Dai dati registrativi con anticorpi monoclonali anti-PCSK9 era emersa una notevole preoccupazione per l’aumento, nei pazienti trattati, di alterazioni neuro cognitive (34). Questo dato è stato escluso dai dati degli studi FOURIER e ODYSSEY e, in particolare, dallo studio Evaluating PCSK9 Binding Antibody Influence on Cognitive Health in High Cardiovascular Risk Subjects (EBBINGHAUS) disegnato specificatamente per valutare l’impatto di questi farmaci sui tests neuro cognitivi (35). In 1204 pazienti seguiti mediamente per 19 mesi non si sono osservate differenze per la memoria spaziale, per le capacità di funzioni esecutive tra trattati e non trattati. Non si osservava inoltre alcuna correlazione tra livelli di LDL colesterolo e funzioni cognitive. Ovviamente questa associazione deve essere esclusa in studi con follow-up molto più lunghi e, soprattutto, in pazienti diabetici con eventuali episodi di ipoglicemia.

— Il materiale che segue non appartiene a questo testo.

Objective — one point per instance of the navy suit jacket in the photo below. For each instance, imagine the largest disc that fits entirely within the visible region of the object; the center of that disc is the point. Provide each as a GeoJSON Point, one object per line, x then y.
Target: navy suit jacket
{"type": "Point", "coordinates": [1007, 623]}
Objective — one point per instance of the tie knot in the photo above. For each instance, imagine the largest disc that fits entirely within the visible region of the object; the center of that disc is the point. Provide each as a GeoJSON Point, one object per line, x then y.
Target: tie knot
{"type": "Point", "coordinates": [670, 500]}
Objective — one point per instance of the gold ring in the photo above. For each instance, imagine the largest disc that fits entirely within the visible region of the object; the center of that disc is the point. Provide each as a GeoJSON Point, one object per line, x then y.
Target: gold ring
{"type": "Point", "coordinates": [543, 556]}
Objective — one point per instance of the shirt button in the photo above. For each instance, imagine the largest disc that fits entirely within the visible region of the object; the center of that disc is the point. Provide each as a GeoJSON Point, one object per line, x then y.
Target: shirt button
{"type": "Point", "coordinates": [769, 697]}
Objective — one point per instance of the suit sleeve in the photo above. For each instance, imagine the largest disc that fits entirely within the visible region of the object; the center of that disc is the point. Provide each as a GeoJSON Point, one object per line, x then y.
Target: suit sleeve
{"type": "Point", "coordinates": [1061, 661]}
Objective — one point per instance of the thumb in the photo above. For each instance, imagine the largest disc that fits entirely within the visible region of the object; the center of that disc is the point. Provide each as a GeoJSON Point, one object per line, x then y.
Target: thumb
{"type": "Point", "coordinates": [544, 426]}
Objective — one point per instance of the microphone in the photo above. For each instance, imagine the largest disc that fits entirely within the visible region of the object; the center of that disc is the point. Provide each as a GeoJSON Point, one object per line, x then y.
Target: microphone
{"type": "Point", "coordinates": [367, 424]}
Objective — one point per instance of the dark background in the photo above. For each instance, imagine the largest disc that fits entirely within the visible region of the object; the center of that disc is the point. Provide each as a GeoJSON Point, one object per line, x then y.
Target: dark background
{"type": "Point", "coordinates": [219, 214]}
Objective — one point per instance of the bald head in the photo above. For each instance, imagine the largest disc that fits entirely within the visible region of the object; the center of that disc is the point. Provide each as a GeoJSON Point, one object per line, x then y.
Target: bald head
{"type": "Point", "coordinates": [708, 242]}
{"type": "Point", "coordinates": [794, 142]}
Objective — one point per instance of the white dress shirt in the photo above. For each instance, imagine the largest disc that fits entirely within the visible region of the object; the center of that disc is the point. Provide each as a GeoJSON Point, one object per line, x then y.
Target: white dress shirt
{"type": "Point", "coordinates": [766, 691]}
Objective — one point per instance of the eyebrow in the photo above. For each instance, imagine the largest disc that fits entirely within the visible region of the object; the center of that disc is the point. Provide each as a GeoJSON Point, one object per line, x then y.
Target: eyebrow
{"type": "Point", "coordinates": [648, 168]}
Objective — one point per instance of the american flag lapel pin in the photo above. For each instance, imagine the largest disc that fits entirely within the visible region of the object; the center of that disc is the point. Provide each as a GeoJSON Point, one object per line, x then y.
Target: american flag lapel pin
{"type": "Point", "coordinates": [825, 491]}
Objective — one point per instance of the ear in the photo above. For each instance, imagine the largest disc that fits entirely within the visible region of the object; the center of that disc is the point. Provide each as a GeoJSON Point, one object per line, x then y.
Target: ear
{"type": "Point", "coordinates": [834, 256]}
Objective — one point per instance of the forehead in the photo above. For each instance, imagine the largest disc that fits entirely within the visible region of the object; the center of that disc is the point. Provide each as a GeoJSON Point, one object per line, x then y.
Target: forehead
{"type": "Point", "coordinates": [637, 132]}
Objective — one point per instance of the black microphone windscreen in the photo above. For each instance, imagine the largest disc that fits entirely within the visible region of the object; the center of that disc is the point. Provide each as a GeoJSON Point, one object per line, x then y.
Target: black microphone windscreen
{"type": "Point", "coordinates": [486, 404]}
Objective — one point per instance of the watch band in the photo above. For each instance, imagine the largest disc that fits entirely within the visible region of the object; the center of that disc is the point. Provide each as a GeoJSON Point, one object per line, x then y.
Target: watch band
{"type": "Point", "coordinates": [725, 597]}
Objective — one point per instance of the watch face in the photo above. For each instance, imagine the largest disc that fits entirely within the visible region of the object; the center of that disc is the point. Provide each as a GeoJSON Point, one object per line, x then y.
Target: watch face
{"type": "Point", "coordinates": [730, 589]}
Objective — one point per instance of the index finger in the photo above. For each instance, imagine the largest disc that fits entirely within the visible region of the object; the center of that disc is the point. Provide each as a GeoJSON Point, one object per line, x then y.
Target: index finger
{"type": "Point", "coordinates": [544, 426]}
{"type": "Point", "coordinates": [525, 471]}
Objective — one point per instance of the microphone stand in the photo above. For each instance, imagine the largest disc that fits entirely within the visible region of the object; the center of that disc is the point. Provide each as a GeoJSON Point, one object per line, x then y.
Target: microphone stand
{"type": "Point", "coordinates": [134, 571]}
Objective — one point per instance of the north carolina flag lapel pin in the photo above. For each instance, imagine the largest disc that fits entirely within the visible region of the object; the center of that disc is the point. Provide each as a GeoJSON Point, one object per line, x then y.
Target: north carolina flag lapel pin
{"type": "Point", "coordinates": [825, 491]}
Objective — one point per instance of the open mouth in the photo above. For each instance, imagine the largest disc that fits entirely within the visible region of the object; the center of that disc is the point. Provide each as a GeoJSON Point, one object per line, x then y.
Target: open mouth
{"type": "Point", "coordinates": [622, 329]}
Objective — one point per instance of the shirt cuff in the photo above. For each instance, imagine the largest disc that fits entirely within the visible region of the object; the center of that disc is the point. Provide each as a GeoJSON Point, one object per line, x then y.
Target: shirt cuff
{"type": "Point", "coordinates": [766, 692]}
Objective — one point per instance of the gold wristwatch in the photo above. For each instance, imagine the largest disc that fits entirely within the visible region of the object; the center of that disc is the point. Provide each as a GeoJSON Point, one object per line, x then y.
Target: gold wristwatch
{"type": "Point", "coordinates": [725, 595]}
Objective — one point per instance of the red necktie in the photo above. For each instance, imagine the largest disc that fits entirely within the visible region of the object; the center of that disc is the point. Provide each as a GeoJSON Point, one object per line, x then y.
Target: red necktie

Per quanto riguarda altri effetti avversi, rispetto agli standard di cura correnti, non sono state riportate differenze significative né per quanto riguarda le alterazioni muscolo-scheletriche né per lo stroke (34).
Conclusioni
Il trattamento dell’ipercolesterolemia rimane uno dei caposaldi del profilo di rischio CV, particolarmente nel paziente con diabete, in quanto è stata osservata una significativa riduzione degli eventi anche in prevenzione primaria (36-37). Il trattamento dell’ipercolesterolemia diventa imperativo in pazienti diabetici con storia di pregresso evento CV; purtroppo, soprattutto nei pazienti con diabete, i livelli di LDL colesterolo rimangono ben al di sopra dei target raccomandati (<70 mg/dl). In questi pazienti l’uso degli anticorpi monoclonali deve essere considerato una volta che l’associazione di statine ad alta intensità più ezetimibe non abbiano comportato una riduzione del colesterolo LDL al di sotto dei target raccomandati ovvero che via sia un’intolleranza all’uso delle statine. Il raggiungimento di livelli di LDL colesterolo pari a 60 mg/dl si associa a regressione della placca aterosclerotica e, pertanto, l’uso degli inibitori della PCSK9 sarebbe ottimale nei pazienti con coronaropatia aterosclerotica in atto, specie se giovani.
Vi sono però due punti molto importanti da considerare. Il primo è che, come dimostrato dallo studio GLobal Assessment of Plaque ReGression with a PCSK9 AntibOdy as Measured by IntraVascular Ultrasound (GLAGOV), 1/3 dei pazienti non presenta alcuna regressione della placca: è chiaro che sarà necessario comprendere meglio le basi fisiopatologiche di questa osservazione (38). Il secondo è che raggiungere livelli di LDL colesterolo estremamente bassi, mantenendo però elevati i livelli di HbA1c, vanifica la capacità terapeutica degli inibitori della PCSK9 di far regredire la placca aterosclerotica (10). L’esperienza di ciascuno di noi nell’uso di tali farmaci crescerà col tempo compatibilmente con le restrizioni amministrative.